The Evolution of Discovery Pricing
Of course, these challenges weren’t created by the current health and economic crises. After all, law firms have long faced pressure to reduce costs. Similarly, eDiscovery pricing has been the subject of sustained, fairly unyielding, criticism ever since eDiscovery even became a “thing.” (In 2015, for example, in an interview with this blog, celebrated U.S. Judge John Facciola described the cost of discovery as the greatest challenge to the administration of justice in the country.) And those same costs have led many law firms and corporate legal departments to move away from high-priced software and vendor-driven approaches as easy-to-use, affordable, and scalable cloud-based solutions have become available.
"The writing was on the wall—in the cloud era, the days of high-priced vendors were numbered."
This evolution can be seen in Logikcull’s own history. In 2004, Logikcull began as Logik, a brick and mortar vendor specializing in high-priced data processing for some of the highest-profile disputes. The model was so successful that the company was named 181 on the Inc. 500 list in 2009, marking it as one of the fastest-growing, privately-held companies in the country.
But the writing was on the wall—in the cloud era, the days of high-priced vendors were numbered. Recognizing this, Logik developed Logikcull, the cloud-based discovery platform you know today, and declared “the end of eDiscovery”.
One year ago, Logikcull made another significant jump: we ended hosting fees. Seeing that per-GB, monthly hosting fees, the standard approach to eDiscovery pricing for most software and vendors, were unjustified, unsustainable, and counterintuitive, we got rid of them. (More on that below.) Today, Logikcull has no hosting fees, no line items, no markups. Whether a project has 10 GB of data or a terabyte, the same low, monthly, per-matter rate applies. (For the curious, that rate is a one-time $25 per GB for processing, applied to the uploaded size of data, and a flat $395 monthly matter rate.)
It made sense then, and even more so today.

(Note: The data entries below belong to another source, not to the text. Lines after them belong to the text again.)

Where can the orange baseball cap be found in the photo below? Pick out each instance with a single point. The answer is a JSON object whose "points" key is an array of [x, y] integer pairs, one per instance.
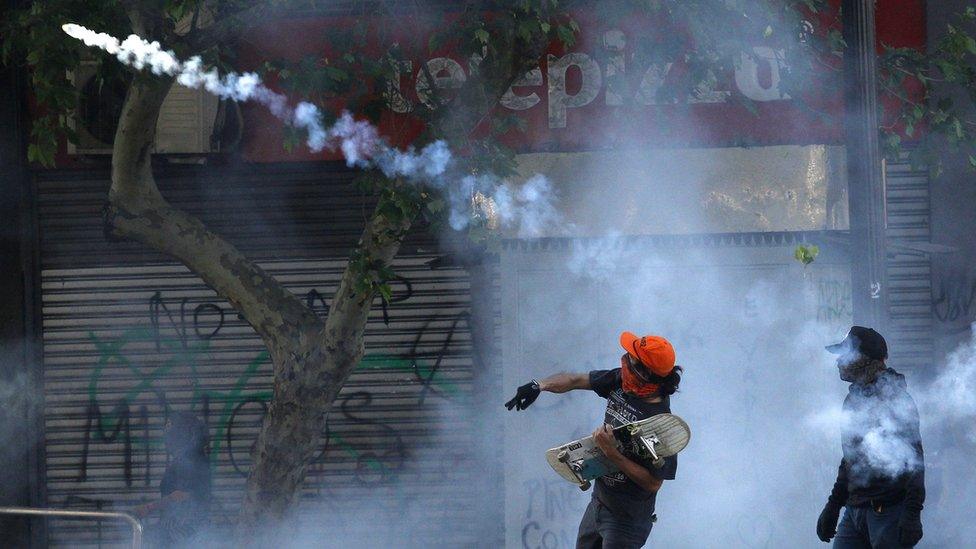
{"points": [[654, 352]]}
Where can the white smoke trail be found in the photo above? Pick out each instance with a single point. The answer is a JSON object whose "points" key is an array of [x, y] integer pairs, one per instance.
{"points": [[359, 141], [528, 210]]}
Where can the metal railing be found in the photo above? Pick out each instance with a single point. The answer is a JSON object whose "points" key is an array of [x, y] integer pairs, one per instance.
{"points": [[67, 513]]}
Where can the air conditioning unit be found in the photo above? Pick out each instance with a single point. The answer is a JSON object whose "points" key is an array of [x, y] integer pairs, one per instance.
{"points": [[185, 126]]}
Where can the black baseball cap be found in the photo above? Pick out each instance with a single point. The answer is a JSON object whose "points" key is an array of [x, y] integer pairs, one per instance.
{"points": [[863, 340]]}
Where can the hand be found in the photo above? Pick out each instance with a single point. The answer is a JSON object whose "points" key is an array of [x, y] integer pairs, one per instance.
{"points": [[524, 396], [604, 439], [827, 523], [909, 528]]}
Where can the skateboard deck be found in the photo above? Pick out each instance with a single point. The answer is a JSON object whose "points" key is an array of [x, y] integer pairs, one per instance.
{"points": [[656, 437]]}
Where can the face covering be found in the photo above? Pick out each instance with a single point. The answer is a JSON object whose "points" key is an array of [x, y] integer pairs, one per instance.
{"points": [[862, 370], [632, 383]]}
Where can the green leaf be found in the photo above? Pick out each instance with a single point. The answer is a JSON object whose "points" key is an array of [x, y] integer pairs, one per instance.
{"points": [[806, 254]]}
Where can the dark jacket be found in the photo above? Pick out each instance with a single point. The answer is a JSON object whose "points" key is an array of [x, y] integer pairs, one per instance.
{"points": [[883, 460]]}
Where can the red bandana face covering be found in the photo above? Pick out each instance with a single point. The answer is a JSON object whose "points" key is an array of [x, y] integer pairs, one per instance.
{"points": [[633, 384]]}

Per-Matter Pricing Without the Hosting Fees
For firms looking to quickly reduce spend given the current economic climate and to show clients that they understand and are responding to the need to rein in costs, eliminating extraneous fees can be an easy win.
“Under a hosting-fees model, one terabyte of data, at $30 per GB per month, costs $360,000 a year. Think of what you could do with $360,000 right now.”
Take, for example, a 100 GB discovery matter. On a typical platform using a hosting-fees model, the firm (and their client if they pass costs through) might be charged $30 per GB, per month. That means $3,000 just to host the matter, every month. In the grand scheme of litigation, that might not seem like too much, but for a matter where discovery lasts one year, that’s $36,000. Multiply that by dozens of matters, and firms are facing six- and seven-figure costs just for their discovery platforms.
Under this model, one terabyte of data, at $30 per GB per month, costs $360,000 a year.
Think of what you could do with $360,000 right now.
This becomes increasingly urgent as more matters are put on hold. Throughout the country, trials are on pause and courts slowed or shuttered——lengthening the period projects will need to be hosted and, thus, multiplying the impact (and pain) of monthly hosting fees. Many matters are simply stuck in a holding pattern, waiting for things to pick back up at some tentative future date. But those four- and five-figure hosting costs continue to pile up.
Law firms in this position are faced with an unenviable choice: grin and bear it or delete the matter entirely, potentially losing valuable work product once a matter is taken offline.
There is an alternative though. You can switch. With no hosting fees and only a straightforward monthly per-matter rate, costs are predictable, controllable, and manageable.
The urgency of this approach is more apparent now than ever—and it’s fueling a rapid migration from high-priced hosting platforms to a new approach to discovery. Necessity is the mother of invention.